There was, on the motion for a continuance, evidence before the court tending to show that the defendant had said he told the plaintiff she need not attend as a witness, if she would produce the said writing before the court, saying nothing about its being produced to be read in evidence on the trial of the cause. But the weight of evidence decidedly sustained the defendant in his view of the condition on which he agreed to dispense with the necessity of the presence of the plaintiff as a witness on the trial.

But whether the plaintiff or the defendant were right in regard to their respective views of the said condition, there was, at least, a misunderstanding between them on the subject; and that of itself, entitled the defendant to a continuance of the cause to prevent the effect of a surprise upon him.

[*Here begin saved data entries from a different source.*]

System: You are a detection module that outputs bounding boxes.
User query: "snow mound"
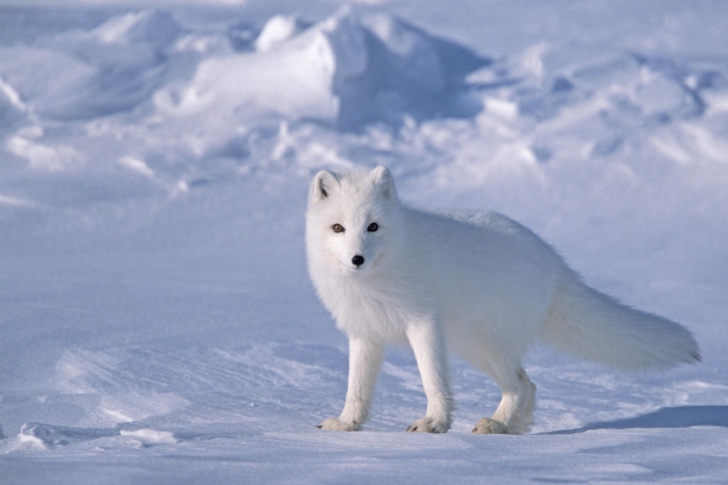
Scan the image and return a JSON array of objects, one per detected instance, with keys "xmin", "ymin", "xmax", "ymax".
[
  {"xmin": 157, "ymin": 8, "xmax": 489, "ymax": 129},
  {"xmin": 92, "ymin": 10, "xmax": 182, "ymax": 45}
]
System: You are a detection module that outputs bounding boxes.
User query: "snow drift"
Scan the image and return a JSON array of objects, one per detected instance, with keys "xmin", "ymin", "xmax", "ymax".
[{"xmin": 158, "ymin": 8, "xmax": 489, "ymax": 129}]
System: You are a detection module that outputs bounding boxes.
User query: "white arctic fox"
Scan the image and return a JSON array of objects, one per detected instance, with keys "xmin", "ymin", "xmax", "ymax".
[{"xmin": 306, "ymin": 167, "xmax": 700, "ymax": 434}]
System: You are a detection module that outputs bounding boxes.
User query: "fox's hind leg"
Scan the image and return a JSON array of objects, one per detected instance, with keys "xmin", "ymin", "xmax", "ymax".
[{"xmin": 473, "ymin": 363, "xmax": 536, "ymax": 434}]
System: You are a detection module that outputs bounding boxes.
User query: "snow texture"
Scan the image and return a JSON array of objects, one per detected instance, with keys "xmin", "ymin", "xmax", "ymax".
[{"xmin": 0, "ymin": 0, "xmax": 728, "ymax": 484}]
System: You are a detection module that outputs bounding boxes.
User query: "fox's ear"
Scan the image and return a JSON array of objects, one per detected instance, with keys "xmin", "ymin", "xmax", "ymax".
[
  {"xmin": 308, "ymin": 170, "xmax": 339, "ymax": 202},
  {"xmin": 371, "ymin": 165, "xmax": 397, "ymax": 199}
]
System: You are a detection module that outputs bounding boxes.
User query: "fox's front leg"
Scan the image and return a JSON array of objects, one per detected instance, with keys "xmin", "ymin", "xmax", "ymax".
[
  {"xmin": 407, "ymin": 321, "xmax": 452, "ymax": 433},
  {"xmin": 318, "ymin": 337, "xmax": 384, "ymax": 431}
]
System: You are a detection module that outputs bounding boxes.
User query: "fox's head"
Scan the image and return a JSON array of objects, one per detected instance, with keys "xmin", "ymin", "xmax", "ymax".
[{"xmin": 306, "ymin": 166, "xmax": 401, "ymax": 273}]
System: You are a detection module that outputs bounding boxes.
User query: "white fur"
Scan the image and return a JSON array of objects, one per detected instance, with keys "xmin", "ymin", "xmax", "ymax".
[{"xmin": 306, "ymin": 167, "xmax": 700, "ymax": 433}]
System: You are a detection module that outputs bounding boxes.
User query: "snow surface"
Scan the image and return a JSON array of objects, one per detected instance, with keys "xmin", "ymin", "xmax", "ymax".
[{"xmin": 0, "ymin": 0, "xmax": 728, "ymax": 484}]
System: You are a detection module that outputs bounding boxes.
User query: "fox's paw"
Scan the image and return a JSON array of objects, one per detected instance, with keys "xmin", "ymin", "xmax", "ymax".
[
  {"xmin": 407, "ymin": 417, "xmax": 450, "ymax": 433},
  {"xmin": 316, "ymin": 418, "xmax": 361, "ymax": 431},
  {"xmin": 473, "ymin": 418, "xmax": 509, "ymax": 434}
]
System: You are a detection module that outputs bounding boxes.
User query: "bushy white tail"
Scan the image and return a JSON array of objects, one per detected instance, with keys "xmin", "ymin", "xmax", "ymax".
[{"xmin": 539, "ymin": 275, "xmax": 701, "ymax": 370}]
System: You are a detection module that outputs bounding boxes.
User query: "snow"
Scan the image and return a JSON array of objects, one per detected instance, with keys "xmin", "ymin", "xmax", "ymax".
[{"xmin": 0, "ymin": 0, "xmax": 728, "ymax": 484}]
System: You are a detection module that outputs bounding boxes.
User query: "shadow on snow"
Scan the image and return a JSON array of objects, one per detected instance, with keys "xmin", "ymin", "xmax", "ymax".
[{"xmin": 543, "ymin": 406, "xmax": 728, "ymax": 434}]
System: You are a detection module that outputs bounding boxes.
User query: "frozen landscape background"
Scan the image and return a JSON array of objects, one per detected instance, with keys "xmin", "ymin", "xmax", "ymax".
[{"xmin": 0, "ymin": 0, "xmax": 728, "ymax": 484}]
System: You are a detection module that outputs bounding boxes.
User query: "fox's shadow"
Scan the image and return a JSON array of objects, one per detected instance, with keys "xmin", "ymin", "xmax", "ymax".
[{"xmin": 543, "ymin": 406, "xmax": 728, "ymax": 434}]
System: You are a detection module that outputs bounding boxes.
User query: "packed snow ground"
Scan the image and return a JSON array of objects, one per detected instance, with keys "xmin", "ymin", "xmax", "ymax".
[{"xmin": 0, "ymin": 0, "xmax": 728, "ymax": 484}]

If, however, the plaintiff desired to avoid a continuance on that ground, she had it in her power to do so, by consenting that the said writing, which her counsel then had in court, should be read in evidence before the jury on the trial of the cause. There could have been no good reason for refusing so to consent, if the said writing were legally admissible, as the plaintiff by her counsel now contends that it was. It is contended further by her counsel that there was no necessity for such consent; that the said writing was clearly admissible evidence though insufficiently stamped, and that the defendant would have been entitled to read it in evidence before the jury when the time came to do so. But it was not then, if it be now, a settled question, that such evidence is admissible. The defendant's counsel manifestly thought that it was not admissible, and the plaintiff's counsel probably then entertained the same opinion; though he is now of a different opinion, and cited in his brief several recent authorities to sustain his present opinion. At all events, the plaintiff's counsel, by refusing to consent that the said writing should be read in evidence, plainly indicated an intention to question its admissibility when it should be offered as evidence before the jury; and the defendant was not bound to run the risk of its being excluded, but had a right to have the case continued, when the plaintiff refused to give her consent as afosesaid.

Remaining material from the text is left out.